You've probably heard that the Mayor of Dallas recently declared a state of emergency in the ninth largest U.S. city to combat the spread of West Nile virus infections. According to the Centers for Disease Control, there have been more cases of West Nile virus reported so far this year than any year since the disease was first detected in the United States in 1999.
When dealing with West Nile virus, prevention is your best bet. Fighting mosquito bites reduces your risk of getting this disease, along with others that mosquitoes can carry.
Take these commonsense steps to reduce your risk:
- Get rid of standing water where mosquitoes can breed. Check for clogged rain gutters, drains filled with leaves and debris, toys or dishes under flowerpots that may be holding water.
- Install or repair screens.
- Consider staying indoors at dawn and in the early evening, which are peak mosquito biting times.
- When possible, wear long-sleeved shirts and long pants when outdoors.
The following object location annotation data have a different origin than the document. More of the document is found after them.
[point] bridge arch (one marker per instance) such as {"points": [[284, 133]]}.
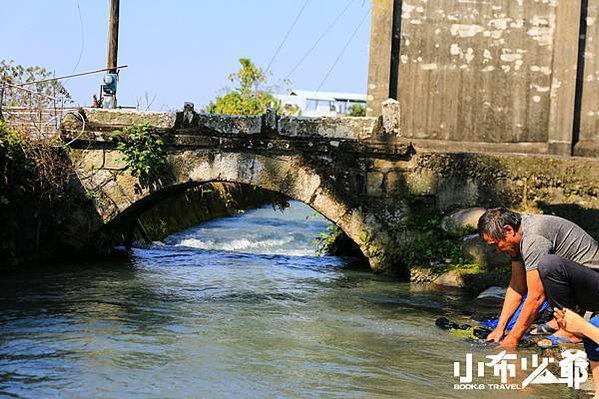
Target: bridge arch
{"points": [[285, 174]]}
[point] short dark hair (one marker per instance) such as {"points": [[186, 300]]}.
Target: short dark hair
{"points": [[492, 221]]}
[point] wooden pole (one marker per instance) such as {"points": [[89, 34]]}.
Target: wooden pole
{"points": [[113, 36]]}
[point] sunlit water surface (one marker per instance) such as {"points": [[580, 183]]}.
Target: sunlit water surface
{"points": [[236, 308]]}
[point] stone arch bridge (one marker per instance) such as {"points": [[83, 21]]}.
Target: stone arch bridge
{"points": [[357, 172]]}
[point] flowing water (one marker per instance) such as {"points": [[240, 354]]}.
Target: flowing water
{"points": [[235, 308]]}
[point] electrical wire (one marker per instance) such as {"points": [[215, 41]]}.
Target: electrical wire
{"points": [[68, 76], [82, 41], [322, 36], [351, 38], [286, 36]]}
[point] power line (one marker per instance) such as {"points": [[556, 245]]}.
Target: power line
{"points": [[69, 76], [82, 37], [82, 41], [286, 35], [320, 39], [343, 51]]}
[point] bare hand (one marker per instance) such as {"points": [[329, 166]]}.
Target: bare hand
{"points": [[495, 335], [570, 321], [509, 343]]}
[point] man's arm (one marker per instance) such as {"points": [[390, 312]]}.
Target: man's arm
{"points": [[513, 297], [534, 300]]}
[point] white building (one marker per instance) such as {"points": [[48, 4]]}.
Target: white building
{"points": [[320, 103]]}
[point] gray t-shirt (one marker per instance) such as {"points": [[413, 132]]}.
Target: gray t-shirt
{"points": [[544, 234]]}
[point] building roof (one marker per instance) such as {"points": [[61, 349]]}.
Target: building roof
{"points": [[328, 96]]}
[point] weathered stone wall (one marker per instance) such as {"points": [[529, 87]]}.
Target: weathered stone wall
{"points": [[502, 72], [359, 175]]}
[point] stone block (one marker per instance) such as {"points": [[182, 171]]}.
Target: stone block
{"points": [[455, 192], [231, 124], [462, 220], [452, 278], [124, 117], [422, 183], [329, 127], [477, 251], [374, 184], [391, 117]]}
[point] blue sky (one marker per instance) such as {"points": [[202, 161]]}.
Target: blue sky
{"points": [[183, 50]]}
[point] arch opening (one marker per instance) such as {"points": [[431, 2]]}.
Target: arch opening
{"points": [[183, 207]]}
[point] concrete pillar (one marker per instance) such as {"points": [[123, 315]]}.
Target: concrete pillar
{"points": [[379, 67], [563, 87]]}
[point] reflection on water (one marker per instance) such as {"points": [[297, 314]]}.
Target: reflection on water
{"points": [[239, 307]]}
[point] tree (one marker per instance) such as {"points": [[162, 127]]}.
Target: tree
{"points": [[247, 98], [18, 74]]}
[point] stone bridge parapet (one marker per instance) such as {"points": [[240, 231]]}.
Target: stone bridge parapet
{"points": [[357, 172]]}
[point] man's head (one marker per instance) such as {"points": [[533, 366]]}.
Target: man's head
{"points": [[500, 227]]}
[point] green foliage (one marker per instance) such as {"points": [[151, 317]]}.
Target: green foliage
{"points": [[19, 74], [143, 150], [430, 245], [35, 193], [246, 98], [326, 241], [357, 110]]}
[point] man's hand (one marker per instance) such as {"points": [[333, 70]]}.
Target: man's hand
{"points": [[509, 342], [496, 335], [570, 321]]}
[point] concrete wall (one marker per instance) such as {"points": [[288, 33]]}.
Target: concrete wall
{"points": [[589, 114], [502, 71]]}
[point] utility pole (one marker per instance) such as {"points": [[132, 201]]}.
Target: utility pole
{"points": [[113, 36], [111, 78]]}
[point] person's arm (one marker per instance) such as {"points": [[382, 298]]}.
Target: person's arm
{"points": [[513, 297], [574, 323], [532, 304]]}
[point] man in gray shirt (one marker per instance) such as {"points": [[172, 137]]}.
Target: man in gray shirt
{"points": [[551, 257]]}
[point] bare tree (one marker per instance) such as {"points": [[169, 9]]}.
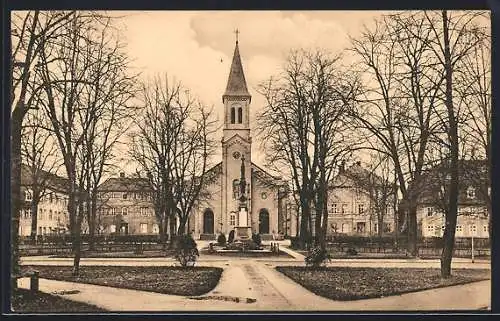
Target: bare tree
{"points": [[79, 100], [108, 97], [474, 92], [454, 37], [396, 110], [41, 161], [194, 148], [304, 130], [30, 30], [154, 135]]}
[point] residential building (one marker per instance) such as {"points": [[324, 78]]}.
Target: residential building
{"points": [[360, 203], [473, 198], [125, 206], [52, 212]]}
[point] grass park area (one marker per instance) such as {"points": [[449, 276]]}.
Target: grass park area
{"points": [[353, 283], [123, 254], [161, 279], [24, 301]]}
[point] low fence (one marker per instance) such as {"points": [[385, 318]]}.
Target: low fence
{"points": [[98, 239], [426, 247], [53, 249]]}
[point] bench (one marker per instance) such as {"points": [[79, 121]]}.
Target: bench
{"points": [[34, 279]]}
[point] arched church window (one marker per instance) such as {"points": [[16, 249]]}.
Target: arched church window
{"points": [[233, 116], [236, 187], [240, 115]]}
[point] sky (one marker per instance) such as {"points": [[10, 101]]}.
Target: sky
{"points": [[196, 48]]}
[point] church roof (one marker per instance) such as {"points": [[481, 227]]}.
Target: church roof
{"points": [[236, 83]]}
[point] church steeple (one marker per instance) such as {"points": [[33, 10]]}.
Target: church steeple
{"points": [[236, 83]]}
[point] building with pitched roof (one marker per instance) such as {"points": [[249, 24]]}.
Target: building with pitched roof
{"points": [[360, 203], [265, 193], [125, 206], [52, 212], [473, 200]]}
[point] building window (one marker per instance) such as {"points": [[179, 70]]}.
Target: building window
{"points": [[236, 186], [240, 115], [471, 192], [144, 211], [233, 115]]}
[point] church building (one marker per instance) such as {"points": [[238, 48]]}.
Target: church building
{"points": [[265, 194]]}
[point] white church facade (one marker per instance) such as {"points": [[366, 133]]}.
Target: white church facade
{"points": [[265, 194]]}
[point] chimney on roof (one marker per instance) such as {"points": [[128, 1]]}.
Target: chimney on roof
{"points": [[342, 167]]}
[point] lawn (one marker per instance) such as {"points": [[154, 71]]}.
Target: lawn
{"points": [[124, 254], [353, 283], [281, 254], [162, 279], [23, 301]]}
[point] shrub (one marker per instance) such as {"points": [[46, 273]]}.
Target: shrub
{"points": [[231, 236], [351, 251], [186, 250], [317, 256], [221, 239], [256, 238]]}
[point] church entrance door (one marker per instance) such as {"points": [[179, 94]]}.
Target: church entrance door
{"points": [[208, 222], [263, 221]]}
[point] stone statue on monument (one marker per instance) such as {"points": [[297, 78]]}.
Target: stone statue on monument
{"points": [[243, 182]]}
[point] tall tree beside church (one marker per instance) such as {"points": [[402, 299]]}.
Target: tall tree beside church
{"points": [[396, 109], [81, 101], [41, 161], [30, 30], [304, 130], [193, 149], [172, 143]]}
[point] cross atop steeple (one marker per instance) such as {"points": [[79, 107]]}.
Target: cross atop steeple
{"points": [[236, 32]]}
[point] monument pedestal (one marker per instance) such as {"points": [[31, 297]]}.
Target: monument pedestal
{"points": [[243, 231]]}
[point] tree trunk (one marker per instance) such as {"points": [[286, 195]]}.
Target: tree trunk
{"points": [[15, 184], [452, 210], [34, 216], [412, 229], [171, 224], [92, 220]]}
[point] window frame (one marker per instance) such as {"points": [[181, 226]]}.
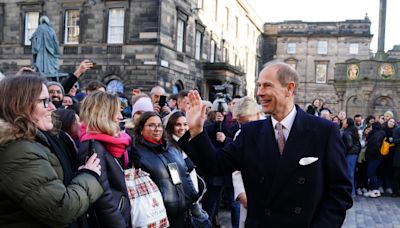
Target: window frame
{"points": [[2, 19], [198, 45], [181, 33], [213, 47], [227, 18], [291, 48], [66, 26], [322, 47], [317, 75], [26, 40], [353, 48], [109, 34]]}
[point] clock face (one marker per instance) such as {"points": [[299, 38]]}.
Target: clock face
{"points": [[115, 86]]}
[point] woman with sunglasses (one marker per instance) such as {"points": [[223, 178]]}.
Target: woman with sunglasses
{"points": [[33, 187], [165, 164], [100, 133]]}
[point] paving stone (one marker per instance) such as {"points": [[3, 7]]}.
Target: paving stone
{"points": [[382, 212]]}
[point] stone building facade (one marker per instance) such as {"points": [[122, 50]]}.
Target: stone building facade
{"points": [[142, 43], [314, 49]]}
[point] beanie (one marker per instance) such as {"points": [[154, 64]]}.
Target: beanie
{"points": [[143, 104], [50, 83]]}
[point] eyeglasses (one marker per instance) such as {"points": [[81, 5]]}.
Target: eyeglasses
{"points": [[154, 126], [45, 101], [55, 91]]}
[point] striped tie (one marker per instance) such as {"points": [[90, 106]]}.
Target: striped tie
{"points": [[281, 137]]}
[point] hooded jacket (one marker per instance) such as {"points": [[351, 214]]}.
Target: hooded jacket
{"points": [[32, 192]]}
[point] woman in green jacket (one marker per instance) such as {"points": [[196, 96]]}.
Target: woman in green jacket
{"points": [[32, 192]]}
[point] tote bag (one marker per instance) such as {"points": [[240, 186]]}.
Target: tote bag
{"points": [[147, 205]]}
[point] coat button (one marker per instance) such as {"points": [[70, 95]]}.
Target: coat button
{"points": [[301, 180], [267, 212]]}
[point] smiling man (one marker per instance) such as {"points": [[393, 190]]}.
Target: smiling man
{"points": [[292, 163]]}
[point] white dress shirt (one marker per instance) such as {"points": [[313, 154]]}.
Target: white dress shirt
{"points": [[287, 123]]}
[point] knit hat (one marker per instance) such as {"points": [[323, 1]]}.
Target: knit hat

- Use mosquito repellant such as those containing DEET or Permethrin. Both are effective against mosquitoes, but should be used differently. DEET may be applied to the skin, but Permethrin should be used only on clothing. Do not use both repellants at the same time. Read and follow the instructions.
Many people who are infected with West Nile do not have any symptoms, although some will experience fever, headache, tiredness, and body aches, skin rash and swollen lymph glands. The best defense is to prevent being infected.